I was going to write about the 85 year old woman who held a 17 year old burglar at gunpoint until the police showed up, but something else happened that I just have to write about.

On Tuesday, 18 year old John Challis of Freedom, PA lost his hard-fought battle with cancer. While there are many other young people who suffer from the same disease, none of them touched as many people as John. His outlook on life and his ability to cope with a deadly disease with a smile made him special.

Pittsburghers first became aware of John back in April. He'd already been suffering from cancer for two years, but Freedom baseball coach Steve Wetzel gave him the opportunity to pinch hit in a game. John got a hit on the first pitch and scored a run.
(Photo by Matt Freed/Pittsburgh Post-Gazette)

Shortly after that, John's story was playing on every local station, and soon other cities. John got to hang out with Mario Lemieux and the Penguins, the Pittsburgh Pirates, and even the New York Yankees. He was featured on ESPN, and received letters from all over the country written by people who had been touched by his story.

He might have become a celebrity, but John's mission was to help other people. One of his goals, which he met, was to start the Courage for Life Foundation to help other teenagers with cancer.

John's motto was Courage + Believe = Life.

We should all be so profound.

5 comments:

Annette said...

We here in the Pittsburgh area have lost two inspiring souls to cancer in recent weeks. One a teacher, one a student. Both leaders.

A true loss.

Dana King said...

I'm a transplanted Burgher, living now in Maryland. I became aware of John Challis while watching national coverage of a Panguins' playoff. Following the Pens and Pirates throuhg the Post-Gazette online has kept me familiar with his story.

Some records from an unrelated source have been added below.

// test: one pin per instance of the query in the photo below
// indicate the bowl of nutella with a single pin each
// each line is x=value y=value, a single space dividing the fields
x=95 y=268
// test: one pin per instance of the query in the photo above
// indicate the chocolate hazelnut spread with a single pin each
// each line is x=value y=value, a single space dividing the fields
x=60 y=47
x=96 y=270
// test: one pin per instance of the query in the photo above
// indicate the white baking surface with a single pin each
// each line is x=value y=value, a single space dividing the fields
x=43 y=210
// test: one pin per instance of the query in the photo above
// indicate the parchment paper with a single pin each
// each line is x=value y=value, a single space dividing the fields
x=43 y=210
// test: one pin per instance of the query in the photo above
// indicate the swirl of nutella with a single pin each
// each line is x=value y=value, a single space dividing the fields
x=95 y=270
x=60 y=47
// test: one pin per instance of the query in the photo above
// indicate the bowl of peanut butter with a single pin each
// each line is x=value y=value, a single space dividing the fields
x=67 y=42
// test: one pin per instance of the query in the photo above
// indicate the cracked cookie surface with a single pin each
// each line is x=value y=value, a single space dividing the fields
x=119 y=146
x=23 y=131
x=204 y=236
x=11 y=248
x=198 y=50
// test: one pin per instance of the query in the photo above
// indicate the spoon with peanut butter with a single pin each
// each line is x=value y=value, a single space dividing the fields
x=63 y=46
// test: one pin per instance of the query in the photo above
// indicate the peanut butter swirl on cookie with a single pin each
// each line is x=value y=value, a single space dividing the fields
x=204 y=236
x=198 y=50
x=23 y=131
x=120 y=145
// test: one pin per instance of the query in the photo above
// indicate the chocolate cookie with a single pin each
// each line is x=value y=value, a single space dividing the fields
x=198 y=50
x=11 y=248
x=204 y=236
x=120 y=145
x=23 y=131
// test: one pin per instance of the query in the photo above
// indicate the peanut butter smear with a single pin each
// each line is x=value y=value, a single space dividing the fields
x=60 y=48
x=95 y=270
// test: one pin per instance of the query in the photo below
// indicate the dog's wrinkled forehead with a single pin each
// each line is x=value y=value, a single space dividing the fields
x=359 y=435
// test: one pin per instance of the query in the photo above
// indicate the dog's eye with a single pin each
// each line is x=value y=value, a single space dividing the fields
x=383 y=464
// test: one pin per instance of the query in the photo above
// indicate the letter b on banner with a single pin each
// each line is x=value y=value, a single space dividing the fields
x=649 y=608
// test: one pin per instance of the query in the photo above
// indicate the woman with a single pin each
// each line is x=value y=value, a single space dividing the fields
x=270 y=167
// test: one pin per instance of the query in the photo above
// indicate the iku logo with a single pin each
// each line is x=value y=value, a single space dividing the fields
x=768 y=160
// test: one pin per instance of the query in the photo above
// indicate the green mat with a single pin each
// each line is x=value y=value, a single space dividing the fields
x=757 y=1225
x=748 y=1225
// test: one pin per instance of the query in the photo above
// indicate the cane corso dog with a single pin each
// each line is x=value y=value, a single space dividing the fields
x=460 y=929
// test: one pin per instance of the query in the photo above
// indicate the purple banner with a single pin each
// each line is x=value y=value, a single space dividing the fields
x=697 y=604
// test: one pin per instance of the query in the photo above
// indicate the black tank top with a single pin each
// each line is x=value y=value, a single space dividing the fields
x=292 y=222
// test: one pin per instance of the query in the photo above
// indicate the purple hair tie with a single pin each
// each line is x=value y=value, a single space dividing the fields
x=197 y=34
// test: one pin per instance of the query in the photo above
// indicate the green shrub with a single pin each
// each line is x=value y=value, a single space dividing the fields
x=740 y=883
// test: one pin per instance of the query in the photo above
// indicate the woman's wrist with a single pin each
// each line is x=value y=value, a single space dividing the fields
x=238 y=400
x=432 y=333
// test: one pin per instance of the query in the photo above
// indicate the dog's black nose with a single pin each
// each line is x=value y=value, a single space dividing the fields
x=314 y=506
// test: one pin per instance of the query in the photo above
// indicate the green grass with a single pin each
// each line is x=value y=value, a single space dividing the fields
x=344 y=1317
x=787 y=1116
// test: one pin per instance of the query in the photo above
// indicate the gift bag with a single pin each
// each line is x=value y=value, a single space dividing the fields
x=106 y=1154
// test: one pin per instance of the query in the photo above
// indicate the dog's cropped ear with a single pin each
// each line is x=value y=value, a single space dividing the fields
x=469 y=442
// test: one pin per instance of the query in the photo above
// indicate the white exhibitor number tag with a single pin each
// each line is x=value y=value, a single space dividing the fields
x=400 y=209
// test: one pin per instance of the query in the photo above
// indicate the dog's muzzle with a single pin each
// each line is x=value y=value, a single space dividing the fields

I usually think we tend to make too much of stories like this. People die in tragic or disturbing circumstances all the time; it's not news. I readily confess to being touched when I read of his passing yesterday. With even my brief exposure and shallow knowledge, he had shown me he was a special young man who will be missed.

Joyce said...

Dana, I think what touched most people was his attitude. He knew he was going to die, but never seemed to feel sorry for himself. Every time I saw a photo or video of him he was smiling. He tried to make the best of the short time he had.

Anonymous said...

As a transplanted Pittsburgher living in NC, this is the first time that I have read about John Challis. The thing that I found most remarkable about his life, was not his wonderful attitude or his courage, but his apparent zest for life and intention to live it to the fullest...a lesson for each of us. Another truly amazing thing about his life is that he took the tragedy and the negatives of his experience with cancer and turned it into a life giving positive by helping other teens with cancer and developing the Courage for Life Foundation. What a legacy for an 18 year old--for anyone!!
Amy Oliphant

kathie said...

Hi Joyce, great topic to post on. I listened to an interview with John's coach the other day and several times I was moved to tears...amazing how this kid impacted people. Thanks for remembering him here!